Micro insurance offers risk cover to the poor with its main features being small amounts of premiums paid by policy holders.
Equity Bank and Safaricom have launched a mobile based platform that allows consumers to make payments, which are as low as Sh530 annually or Sh10.2 weekly, that local insurance firms are hoping will help them capture the low end of the market.

The mobile-based payment is set reduce the insurers wage bill and distributions costs such as running branches and agents commissions, which are insurers’ biggest cost item.

“Collection of insurance premiums and payment of claims is one of the major challenges of the insurance sector and the ability to do these through mobiles will cut costs and reduce customer inconvenience,” said Joseph Kameri, the marketing and distribution manager at UAP.

He added that savings brought by the mobile based payment system will in turn create headroom for lowering the cost of insurance products, especially those targeted at the low end market.

Analysts say that the service will help in taking micro insurance to the bottom end of the market where they are needed the most but where insurance firms find it too expensive to operate because of thin volumes.

The low insurance penetration has been blamed low confidence in insurance products and lack of products targeted at the low and mid-end niches.

This has seen the local insurance sector perform dismally compared to its peers in the financial industry notably the banking sector.

“Micro insurance presents a major growth opportunity for the insurance industry in Kenya because it is inclusive of most of the population,” says Ashok Shah, the managing director of APA Insurance.

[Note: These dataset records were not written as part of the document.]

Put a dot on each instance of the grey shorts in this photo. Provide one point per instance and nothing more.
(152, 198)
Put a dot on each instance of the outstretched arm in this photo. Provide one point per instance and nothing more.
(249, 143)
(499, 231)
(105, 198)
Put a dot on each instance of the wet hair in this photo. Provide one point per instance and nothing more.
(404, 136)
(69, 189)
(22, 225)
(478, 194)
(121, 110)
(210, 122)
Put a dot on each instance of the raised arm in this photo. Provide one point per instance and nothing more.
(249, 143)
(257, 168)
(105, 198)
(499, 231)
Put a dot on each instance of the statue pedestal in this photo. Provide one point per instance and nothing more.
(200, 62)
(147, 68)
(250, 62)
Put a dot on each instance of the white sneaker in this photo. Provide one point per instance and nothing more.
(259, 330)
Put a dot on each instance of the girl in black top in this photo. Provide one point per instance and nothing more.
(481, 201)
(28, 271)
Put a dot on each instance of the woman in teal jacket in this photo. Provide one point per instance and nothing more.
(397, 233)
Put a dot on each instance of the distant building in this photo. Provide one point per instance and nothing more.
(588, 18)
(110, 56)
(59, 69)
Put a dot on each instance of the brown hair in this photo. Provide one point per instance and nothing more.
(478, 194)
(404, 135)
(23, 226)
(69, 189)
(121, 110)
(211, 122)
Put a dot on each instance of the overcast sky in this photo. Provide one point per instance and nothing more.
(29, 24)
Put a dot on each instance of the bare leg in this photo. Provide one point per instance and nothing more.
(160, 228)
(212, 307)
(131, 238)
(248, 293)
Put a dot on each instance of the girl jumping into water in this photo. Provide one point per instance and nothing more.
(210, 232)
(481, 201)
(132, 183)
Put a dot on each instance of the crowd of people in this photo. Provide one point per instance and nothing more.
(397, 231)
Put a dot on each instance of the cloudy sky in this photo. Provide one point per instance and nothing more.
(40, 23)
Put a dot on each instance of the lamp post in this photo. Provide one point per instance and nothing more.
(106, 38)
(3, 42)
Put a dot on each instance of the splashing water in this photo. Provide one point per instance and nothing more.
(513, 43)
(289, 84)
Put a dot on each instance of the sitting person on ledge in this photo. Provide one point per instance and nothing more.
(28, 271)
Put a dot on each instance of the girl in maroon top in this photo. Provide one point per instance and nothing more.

The entry into the down market is not only expected to guarantee a steady stream of earnings for these firms, but also offer an opportunity for individuals and SMEs to be roped into the insurance bracket.

In doing so, local insurers will be following in the footsteps of the banking sector that went down-market in 2003 -- leading to sharp a growth in the sector.

Banks have seen pre-tax profits grow from Sh7.1 billion in 2004 to Sh24.6 billion in 2008 compared to that of the insurance sector that dropped from Sh1 billion to Sh500 million over the same period.

Already, local insurance firms are angling to be part of the Equity-Safaricom deal, egged on by the large number of Equity and Safaricom clients who are uninsured.